La conquista del reino de Maya por el último conquistador español Pío Cid: 04

Capítulo IV

Desde Ancu-Myera a Maya, por Ruzozi y Mbúa.-Mi recepción en el palacio de los representantes.-Espectáculo original, llamado danza de los uagangas.

Muy de mañana me despertaron los rumores populares que llenaban la plaza pública. Abandoné las duras piedras que me habían servido de lecho, y eché una ojeada por la claraboya de mi alcoba sobre los grupos de pescadores que aguardaban mi aparición.

Me dirigí hacia la puerta de entrada del palacio, encontrando en el zaguán al rey con sus hijos y con algunos de su servidumbre. Un siervo abrió la puerta y me mostré a la multitud, que me aclamó y que, satisfecho ya el deseo que la retenía, se fue dispersando en dirección del río para preparar sus canoas y emprender las faenas diarias de la pesca.

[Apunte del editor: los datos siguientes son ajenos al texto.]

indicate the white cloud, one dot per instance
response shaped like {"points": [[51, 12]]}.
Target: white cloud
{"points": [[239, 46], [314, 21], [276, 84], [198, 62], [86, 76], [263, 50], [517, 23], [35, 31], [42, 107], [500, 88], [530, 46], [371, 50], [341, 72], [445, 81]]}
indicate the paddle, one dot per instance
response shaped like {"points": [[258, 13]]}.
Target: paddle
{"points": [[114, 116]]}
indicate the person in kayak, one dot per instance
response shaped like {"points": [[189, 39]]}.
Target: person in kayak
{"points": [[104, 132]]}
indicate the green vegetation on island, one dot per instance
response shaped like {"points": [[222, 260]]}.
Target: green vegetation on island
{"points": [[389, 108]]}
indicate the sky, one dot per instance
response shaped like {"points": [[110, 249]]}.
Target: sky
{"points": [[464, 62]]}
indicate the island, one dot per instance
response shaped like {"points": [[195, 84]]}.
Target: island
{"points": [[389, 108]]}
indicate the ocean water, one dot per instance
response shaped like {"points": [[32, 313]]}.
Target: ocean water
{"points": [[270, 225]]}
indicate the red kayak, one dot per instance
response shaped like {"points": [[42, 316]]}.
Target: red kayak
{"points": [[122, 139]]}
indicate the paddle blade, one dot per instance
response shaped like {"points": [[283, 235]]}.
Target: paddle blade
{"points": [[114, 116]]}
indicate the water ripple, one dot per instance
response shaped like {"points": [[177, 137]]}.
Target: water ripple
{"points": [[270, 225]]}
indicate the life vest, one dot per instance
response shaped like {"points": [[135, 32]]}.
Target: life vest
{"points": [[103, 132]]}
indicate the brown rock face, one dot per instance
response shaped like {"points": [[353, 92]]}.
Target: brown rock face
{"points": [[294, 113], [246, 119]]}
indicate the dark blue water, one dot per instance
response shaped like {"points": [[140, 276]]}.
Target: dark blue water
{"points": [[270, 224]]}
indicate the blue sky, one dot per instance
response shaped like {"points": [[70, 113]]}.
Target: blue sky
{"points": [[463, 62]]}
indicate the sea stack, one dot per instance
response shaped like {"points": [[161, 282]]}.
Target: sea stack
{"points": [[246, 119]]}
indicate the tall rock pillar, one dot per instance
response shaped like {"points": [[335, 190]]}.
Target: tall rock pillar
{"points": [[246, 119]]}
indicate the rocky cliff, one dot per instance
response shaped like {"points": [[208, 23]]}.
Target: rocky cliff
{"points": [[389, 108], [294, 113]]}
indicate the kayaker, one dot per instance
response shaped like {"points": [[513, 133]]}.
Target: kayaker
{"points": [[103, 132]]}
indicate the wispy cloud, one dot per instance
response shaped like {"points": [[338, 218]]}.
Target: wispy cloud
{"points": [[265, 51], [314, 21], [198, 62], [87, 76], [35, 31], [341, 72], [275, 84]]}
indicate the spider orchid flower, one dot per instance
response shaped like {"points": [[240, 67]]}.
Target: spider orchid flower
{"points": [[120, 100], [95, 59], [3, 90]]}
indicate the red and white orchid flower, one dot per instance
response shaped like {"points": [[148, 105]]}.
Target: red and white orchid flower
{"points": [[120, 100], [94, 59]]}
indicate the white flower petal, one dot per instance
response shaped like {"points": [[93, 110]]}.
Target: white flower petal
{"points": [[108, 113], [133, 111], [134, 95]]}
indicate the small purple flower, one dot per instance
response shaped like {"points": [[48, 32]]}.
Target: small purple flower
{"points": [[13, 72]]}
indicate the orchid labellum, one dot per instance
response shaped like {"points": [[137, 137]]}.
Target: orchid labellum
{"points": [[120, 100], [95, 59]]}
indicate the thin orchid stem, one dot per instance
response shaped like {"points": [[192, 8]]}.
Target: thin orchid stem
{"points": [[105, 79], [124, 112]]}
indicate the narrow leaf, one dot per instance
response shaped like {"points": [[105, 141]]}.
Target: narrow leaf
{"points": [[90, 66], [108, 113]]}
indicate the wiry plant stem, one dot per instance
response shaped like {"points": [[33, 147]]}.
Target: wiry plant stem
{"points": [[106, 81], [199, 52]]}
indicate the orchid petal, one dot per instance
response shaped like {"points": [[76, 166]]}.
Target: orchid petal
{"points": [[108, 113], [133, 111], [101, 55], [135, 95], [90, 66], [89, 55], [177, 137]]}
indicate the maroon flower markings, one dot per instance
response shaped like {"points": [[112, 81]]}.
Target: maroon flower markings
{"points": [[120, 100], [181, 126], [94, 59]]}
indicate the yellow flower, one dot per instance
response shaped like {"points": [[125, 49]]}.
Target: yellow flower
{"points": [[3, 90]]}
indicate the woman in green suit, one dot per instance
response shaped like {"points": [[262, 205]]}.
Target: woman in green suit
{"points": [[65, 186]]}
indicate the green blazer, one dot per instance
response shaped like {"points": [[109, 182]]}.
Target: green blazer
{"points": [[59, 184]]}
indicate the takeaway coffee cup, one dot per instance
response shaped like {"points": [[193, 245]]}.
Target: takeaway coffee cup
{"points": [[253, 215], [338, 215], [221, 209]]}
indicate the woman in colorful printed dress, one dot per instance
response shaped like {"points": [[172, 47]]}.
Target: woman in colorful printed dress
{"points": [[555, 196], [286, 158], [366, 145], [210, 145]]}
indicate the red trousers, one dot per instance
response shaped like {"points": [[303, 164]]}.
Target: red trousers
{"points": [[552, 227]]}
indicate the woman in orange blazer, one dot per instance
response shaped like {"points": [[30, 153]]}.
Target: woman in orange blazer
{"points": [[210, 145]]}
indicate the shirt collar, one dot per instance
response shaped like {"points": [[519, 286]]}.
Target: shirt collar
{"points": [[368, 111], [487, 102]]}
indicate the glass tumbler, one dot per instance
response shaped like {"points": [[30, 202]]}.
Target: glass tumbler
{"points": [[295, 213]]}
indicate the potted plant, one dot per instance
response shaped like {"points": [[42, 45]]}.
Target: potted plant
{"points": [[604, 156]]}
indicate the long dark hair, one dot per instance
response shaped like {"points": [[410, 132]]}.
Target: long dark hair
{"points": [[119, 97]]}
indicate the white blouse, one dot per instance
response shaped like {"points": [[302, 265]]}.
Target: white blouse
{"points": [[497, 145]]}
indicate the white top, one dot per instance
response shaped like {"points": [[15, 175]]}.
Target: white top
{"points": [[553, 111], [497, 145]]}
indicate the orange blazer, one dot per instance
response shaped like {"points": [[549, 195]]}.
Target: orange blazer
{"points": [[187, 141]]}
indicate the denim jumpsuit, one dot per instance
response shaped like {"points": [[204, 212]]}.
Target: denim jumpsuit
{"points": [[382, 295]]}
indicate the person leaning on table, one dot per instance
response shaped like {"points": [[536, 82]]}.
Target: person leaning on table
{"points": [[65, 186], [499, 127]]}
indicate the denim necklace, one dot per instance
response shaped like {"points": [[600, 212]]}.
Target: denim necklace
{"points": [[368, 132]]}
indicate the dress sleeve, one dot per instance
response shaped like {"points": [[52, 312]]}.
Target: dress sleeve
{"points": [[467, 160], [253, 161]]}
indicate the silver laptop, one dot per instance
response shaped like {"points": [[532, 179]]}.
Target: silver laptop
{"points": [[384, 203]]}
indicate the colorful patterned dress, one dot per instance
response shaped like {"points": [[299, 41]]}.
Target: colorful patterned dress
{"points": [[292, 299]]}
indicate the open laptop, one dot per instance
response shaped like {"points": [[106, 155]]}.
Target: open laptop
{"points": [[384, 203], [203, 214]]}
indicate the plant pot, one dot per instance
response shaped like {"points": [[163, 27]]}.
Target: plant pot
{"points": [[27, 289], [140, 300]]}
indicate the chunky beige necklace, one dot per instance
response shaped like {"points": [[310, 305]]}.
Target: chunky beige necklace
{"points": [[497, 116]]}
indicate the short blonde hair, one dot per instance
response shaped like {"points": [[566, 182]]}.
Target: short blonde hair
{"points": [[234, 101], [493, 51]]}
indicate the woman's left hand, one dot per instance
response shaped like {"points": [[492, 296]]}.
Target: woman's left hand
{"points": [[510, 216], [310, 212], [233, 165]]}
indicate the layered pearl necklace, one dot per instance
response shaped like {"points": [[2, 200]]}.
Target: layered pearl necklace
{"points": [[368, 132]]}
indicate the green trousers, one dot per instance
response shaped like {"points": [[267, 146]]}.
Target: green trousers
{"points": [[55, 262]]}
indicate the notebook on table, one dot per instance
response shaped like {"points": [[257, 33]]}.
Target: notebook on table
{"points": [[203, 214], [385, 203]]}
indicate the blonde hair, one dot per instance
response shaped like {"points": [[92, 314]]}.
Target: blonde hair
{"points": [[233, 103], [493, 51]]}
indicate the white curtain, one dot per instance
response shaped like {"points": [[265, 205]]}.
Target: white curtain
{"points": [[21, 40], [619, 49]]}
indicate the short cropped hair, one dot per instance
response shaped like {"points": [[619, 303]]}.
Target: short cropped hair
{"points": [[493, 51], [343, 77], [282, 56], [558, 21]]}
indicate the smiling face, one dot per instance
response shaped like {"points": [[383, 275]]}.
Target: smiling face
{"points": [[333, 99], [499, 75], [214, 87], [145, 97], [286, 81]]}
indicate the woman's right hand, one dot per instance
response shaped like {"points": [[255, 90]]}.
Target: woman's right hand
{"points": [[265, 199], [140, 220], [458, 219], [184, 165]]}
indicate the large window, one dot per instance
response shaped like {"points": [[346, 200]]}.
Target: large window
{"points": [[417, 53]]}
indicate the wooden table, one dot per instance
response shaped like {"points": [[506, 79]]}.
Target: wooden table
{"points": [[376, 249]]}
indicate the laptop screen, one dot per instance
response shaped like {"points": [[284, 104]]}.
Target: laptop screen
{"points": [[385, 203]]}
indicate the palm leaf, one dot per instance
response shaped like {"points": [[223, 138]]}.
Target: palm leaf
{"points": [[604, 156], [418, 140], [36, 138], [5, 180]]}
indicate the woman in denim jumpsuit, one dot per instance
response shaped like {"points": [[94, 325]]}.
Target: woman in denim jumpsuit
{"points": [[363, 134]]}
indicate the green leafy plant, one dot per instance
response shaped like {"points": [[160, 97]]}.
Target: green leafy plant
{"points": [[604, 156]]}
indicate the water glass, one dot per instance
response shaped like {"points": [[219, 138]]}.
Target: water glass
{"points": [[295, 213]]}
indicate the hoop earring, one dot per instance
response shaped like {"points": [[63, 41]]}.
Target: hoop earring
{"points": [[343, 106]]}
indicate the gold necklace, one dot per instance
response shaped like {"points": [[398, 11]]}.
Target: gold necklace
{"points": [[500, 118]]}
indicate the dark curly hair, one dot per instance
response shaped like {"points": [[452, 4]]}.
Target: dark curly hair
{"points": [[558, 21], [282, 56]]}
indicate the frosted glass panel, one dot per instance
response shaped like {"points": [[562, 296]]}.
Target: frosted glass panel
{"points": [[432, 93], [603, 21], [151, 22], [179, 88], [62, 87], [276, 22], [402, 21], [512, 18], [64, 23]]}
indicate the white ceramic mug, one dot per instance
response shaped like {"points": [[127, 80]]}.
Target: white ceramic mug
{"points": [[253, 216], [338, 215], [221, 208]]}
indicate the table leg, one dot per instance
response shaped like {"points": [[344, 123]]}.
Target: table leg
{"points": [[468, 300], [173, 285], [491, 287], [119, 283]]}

Los personajes que en la tarde anterior habían asistido al yaurí nos hicieron el saludo matinal, y después dedicamos la mañana a visitar todas las piezas del palacio: los graneros, bien repletos de maíz rojo, de trigo obscuro, muy semejante al centeno, de cierta clase de habas, a las que llaman macuemé, y de otras varias legumbres secas; la armería, donde había muestras de un notable adelanto industrial; los establos de mcazis o vacas de leche, de mbusis o cabras, de cebúes y de cebras; la pescadería, donde son secados al fuego los peces del río (pues los mayas no practican la salazón, y conservados en sartas para las épocas de escasez; por último, las cocinas, en las que hicimos alto para tomar el almuerzo, que consistió en leche, diversas legumbres, pasta de trigo y abundantes tragos de vinos diversos, hechos con jugos de frutas pasadas.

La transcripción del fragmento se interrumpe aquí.